Retour

Un associé unique d’EURL ne peut pas en être salarié

    • Share :

Faits

L’associé unique et ancien gérant d’une EURL (entreprise unipersonnelle à responsabilité limitée) a conclu un contrat de travail avec la société en qualité de directeur administratif.

Suite au placement de la société en liquidation judiciaire, l’ancien gérant a demandé le paiement de salaires restés impayés, des indemnités de congés payés y afférentes ainsi que des indemnités de rupture suite à la notification de son licenciement par le liquidateur judiciaire.

 

Procédure et analyse

La Cour d’appel de Paris, par un arrêt rendu le 11 janvier 2017, a débouté l’associé unique et ancien gérant de ses demandes, suivi en ce sens par un arrêt de la Chambre sociale de la Cour de cassation en date du 16 janvier 2019 (pourvoi numéro 17-12.479).
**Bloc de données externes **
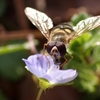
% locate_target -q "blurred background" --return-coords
[0,0,100,100]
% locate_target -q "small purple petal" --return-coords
[22,54,78,84]
[49,69,78,84]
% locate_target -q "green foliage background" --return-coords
[65,12,100,100]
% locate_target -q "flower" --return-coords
[22,54,78,89]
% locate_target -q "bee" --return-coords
[25,7,100,65]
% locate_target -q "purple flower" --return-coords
[23,54,78,88]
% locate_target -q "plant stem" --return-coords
[36,88,43,100]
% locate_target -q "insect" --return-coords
[25,7,100,65]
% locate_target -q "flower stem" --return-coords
[36,88,43,100]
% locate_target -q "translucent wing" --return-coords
[73,16,100,39]
[25,7,53,39]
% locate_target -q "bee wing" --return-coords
[25,7,53,39]
[73,16,100,38]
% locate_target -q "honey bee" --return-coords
[25,7,100,65]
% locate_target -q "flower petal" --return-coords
[49,69,78,84]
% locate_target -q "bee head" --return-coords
[47,41,66,62]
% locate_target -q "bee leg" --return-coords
[43,43,50,67]
[43,43,47,55]
[60,52,73,69]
L’associé unique faisant valoir que plusieurs arrêts rendus par la chambre sociale de la Cour de cassation (notamment l’arrêt rendu le 12 mars 1987 ou plus récemment celui rendu le 18 avril 2008) ont reconnu que la qualité d’associé n’est pas exclusive de celle de salarié. Il convient toutefois de rappeler que l’existence d’un lien de subordination entre le salarié et l’employeur (ici, la société), permettant à ce dernier de donner des ordres et des directives, d’en contrôler l’exécution et d’en sanctionner les manquements, est l’élément déterminant dans la qualification d’un contrat de travail, sans lequel l’existence d’un tel contrat ne saurait être reconnue.

Or, la chambre sociale de la Cour de cassation relève en l’espèce que l’ancien gérant, en sa qualité d’associé unique de la société, disposait du pouvoir de révoquer le gérant lui ayant succédé, excluant dès lors tout lien de subordination vis-à-vis de la société, représentée par son gérant en exercice. En conséquence, l’ancien gérant n’avait pas la qualité de salarié, et ne pouvait ainsi pas obtenir le paiement des salaires et indemnités demandés.

Par identité de situation, il semble que la solution de cet arrêt puisse être transposée au cas de la société par actions simplifiée (SAS) à associé unique, dans l’hypothèse extrêmement fréquente où les statuts de la société prévoiraient que le dirigeant est désigné et révoqué par décision de l’associé unique. Il convient toutefois de rappeler que dans ce type de société, la désignation et la révocation des dirigeants ne font pas partie des décisions obligatoirement prises par les associés, et que les statuts peuvent librement fixer d’autres modalités – tel que l’attribution de ces pouvoirs à un tiers.